The two colleagues shrugged their shoulders. That was probably what the engineer was waiting for.
Robur made a sign. The propelling screws immediately stopped, and after running for a mile the Albatross pulled up motionless.
At a second gesture from Robur the suspensory helices revolved at a speed that can only be compared to that of a siren in acoustical experiments. Their f-r-r-r-r rose nearly an octave in the scale of sound, diminishing gradually in intensity as the air became more rarified, and the machine rose vertically, like a lark singing his song in space.
“Master! Master!” shouted Frycollin. “See that it doesn't break!”
A smile of disdain was Robur's only reply. In a few minutes the Albatross had attained the height of 8,700 feet, and extended the range of vision by seventy miles, the barometer having fallen 480 millimeters.
Then the Albatross descended. The diminution of the pressure in high altitudes leads to the diminution of oxygen in the air, and consequently in the blood. This has been the cause of several serious accidents which have happened to aeronauts, and Robur saw no reason to run any risk.
The Albatross thus returned to the height she seemed to prefer, and her propellers beginning again, drove her off to the southwest.
“Now, sirs, if that is what you wanted you can reply.” Then, leaning over the rail, he remained absorbed in contemplation.
When he raised his head the president and secretary of the Weldon Institute stood by his side.

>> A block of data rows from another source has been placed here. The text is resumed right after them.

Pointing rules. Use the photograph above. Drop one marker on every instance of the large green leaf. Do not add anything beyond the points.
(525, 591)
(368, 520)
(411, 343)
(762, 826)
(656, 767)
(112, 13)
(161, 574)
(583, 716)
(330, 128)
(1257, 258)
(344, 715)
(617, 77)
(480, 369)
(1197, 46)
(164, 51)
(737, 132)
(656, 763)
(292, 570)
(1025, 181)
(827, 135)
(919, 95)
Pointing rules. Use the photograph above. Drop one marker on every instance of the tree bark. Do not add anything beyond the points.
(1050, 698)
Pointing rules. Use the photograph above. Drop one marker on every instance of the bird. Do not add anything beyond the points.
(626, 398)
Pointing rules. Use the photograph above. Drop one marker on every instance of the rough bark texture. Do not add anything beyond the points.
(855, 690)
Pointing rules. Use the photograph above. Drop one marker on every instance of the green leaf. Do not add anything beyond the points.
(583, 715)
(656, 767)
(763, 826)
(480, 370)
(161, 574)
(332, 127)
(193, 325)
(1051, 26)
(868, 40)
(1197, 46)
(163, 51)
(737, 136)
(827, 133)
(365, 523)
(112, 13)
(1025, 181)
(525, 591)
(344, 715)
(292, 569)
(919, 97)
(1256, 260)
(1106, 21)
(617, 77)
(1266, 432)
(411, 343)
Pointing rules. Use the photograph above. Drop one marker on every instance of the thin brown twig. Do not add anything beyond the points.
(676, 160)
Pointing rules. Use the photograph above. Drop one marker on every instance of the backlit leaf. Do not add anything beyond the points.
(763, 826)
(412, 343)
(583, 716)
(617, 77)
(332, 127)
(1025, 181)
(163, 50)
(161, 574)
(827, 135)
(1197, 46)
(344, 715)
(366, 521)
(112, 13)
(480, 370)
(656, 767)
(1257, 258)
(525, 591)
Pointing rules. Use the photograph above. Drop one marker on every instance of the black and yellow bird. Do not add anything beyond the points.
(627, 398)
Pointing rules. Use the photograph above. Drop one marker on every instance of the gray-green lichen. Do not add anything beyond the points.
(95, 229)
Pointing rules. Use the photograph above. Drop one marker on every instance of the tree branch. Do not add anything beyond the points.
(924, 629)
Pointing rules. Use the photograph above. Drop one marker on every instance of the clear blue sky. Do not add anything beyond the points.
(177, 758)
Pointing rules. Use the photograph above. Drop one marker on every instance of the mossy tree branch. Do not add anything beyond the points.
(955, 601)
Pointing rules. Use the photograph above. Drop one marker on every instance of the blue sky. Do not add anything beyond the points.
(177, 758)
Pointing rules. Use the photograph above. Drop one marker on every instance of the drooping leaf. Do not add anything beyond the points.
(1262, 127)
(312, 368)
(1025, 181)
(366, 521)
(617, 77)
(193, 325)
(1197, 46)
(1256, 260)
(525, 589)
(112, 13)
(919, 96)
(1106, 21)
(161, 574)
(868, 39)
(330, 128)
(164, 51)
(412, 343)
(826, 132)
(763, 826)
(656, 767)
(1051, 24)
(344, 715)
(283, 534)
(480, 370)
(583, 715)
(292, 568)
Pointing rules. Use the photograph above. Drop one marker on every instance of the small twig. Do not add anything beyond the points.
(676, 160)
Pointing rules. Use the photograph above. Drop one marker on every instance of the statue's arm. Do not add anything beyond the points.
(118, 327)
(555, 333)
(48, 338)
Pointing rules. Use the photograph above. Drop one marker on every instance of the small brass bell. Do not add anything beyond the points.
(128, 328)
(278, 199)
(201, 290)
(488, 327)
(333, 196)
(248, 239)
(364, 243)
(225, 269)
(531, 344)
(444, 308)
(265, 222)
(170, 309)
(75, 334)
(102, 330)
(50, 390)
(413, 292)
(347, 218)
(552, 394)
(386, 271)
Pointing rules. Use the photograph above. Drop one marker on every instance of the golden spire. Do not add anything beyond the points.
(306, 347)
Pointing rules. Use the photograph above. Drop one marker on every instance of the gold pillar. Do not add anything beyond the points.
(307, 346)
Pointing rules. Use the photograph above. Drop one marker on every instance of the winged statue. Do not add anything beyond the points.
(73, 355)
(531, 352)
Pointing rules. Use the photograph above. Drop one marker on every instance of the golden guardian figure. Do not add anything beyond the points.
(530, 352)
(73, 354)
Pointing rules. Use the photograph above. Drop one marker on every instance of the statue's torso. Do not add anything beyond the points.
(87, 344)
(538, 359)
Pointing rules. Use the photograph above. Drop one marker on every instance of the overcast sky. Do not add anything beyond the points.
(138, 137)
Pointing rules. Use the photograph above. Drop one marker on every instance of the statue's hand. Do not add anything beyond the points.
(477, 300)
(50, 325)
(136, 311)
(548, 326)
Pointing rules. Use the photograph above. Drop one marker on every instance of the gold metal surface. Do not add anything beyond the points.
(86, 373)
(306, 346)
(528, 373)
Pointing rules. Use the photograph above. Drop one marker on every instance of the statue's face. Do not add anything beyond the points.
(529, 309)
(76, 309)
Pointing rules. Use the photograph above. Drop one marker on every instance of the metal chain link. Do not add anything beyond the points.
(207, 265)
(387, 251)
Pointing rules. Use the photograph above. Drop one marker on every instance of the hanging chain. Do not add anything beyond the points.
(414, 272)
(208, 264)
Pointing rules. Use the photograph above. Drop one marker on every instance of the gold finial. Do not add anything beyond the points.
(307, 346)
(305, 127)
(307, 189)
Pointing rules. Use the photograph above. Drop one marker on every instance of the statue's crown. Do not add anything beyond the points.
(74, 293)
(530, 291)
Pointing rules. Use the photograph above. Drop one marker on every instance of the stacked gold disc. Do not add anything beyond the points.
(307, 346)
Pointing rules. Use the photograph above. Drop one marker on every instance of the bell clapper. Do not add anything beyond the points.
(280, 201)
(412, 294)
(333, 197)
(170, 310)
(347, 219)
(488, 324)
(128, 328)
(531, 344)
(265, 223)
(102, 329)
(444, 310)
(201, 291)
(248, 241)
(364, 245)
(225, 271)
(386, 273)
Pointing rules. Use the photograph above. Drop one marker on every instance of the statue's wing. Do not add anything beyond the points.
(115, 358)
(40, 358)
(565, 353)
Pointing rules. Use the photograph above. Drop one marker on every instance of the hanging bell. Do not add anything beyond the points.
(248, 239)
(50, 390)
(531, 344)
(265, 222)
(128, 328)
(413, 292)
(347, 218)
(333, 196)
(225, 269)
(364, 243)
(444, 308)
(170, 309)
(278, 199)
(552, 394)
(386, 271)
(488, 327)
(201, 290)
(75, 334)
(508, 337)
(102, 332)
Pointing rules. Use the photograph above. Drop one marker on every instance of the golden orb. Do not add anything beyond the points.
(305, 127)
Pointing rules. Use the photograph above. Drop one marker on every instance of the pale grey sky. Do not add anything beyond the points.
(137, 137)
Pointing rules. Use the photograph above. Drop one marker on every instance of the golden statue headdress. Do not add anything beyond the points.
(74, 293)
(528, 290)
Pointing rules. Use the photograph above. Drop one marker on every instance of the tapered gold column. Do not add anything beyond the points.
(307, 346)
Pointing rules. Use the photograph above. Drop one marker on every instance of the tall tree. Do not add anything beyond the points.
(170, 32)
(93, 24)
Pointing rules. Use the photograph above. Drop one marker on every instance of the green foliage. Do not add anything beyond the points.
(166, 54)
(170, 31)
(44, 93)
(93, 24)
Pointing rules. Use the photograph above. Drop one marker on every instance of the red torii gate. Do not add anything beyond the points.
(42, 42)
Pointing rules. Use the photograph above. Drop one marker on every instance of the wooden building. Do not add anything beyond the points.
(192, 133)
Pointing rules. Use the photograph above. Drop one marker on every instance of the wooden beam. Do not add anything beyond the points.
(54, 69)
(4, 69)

“Engineer Robur,” said Uncle Prudent, in vain endeavoring to control himself, “we have nothing to ask about what you seem to believe, but we wish to ask you a question which we think you would do well to answer.”
“Speak.”
“By what right did you attack us in Philadelphia in Fairmount Park? By what right did you shut us up in that prison? By what right have you brought us against our will on board this flying machine?”
“And by what right, Messieurs Balloonists, did you insult and threaten me in your club in such a way that I am astonished I came out of it alive?”
“To ask is not to answer,” said Phil Evans, “and I repeat, by what right?”
“Do you wish to know?”
“If you please.”
“Well, by the right of the strongest!”
“That is cynical.”
“But it is true.”
“And for how long, citizen engineer,” asked Uncle Prudent, who was nearly exploding, “for how long do you intend to exercise that right?”
“How can you?” said Robur, ironically, “how can you ask me such a question when you have only to cast down your eyes to enjoy a spectacle unparalleled in the world?”
The Albatross was then sweeping across the immense expanse of Lake Ontario. She had just crossed the country so poetically described by Cooper. Then she followed the southern shore and headed for the celebrated river which pours into it the waters of Lake Erie, breaking them to powder in its cataracts.
In an instant a majestic sound, a roar as of the tempest, mounted towards them and, as if a humid fog had been projected into the air, the atmosphere sensibly freshened. Below were the liquid masses. They seemed like an enormous flowing sheet of crystal amid a thousand rainbows due to refraction as it decomposed the solar rays. The sight was sublime.
Before the falls a foot-bridge, stretching like a thread, united one bank to the other. Three miles below was a suspension-bridge, across which a train was crawling from the Canadian to the American bank.
“The falls of Niagara!” exclaimed Phil Evans. And as the exclamation escaped him, Uncle Prudent was doing all could do to admire nothing of these wonders.
A minute afterwards the Albatross had crossed the river which separates the United States from Canada, and was flying over the vast territories of the West.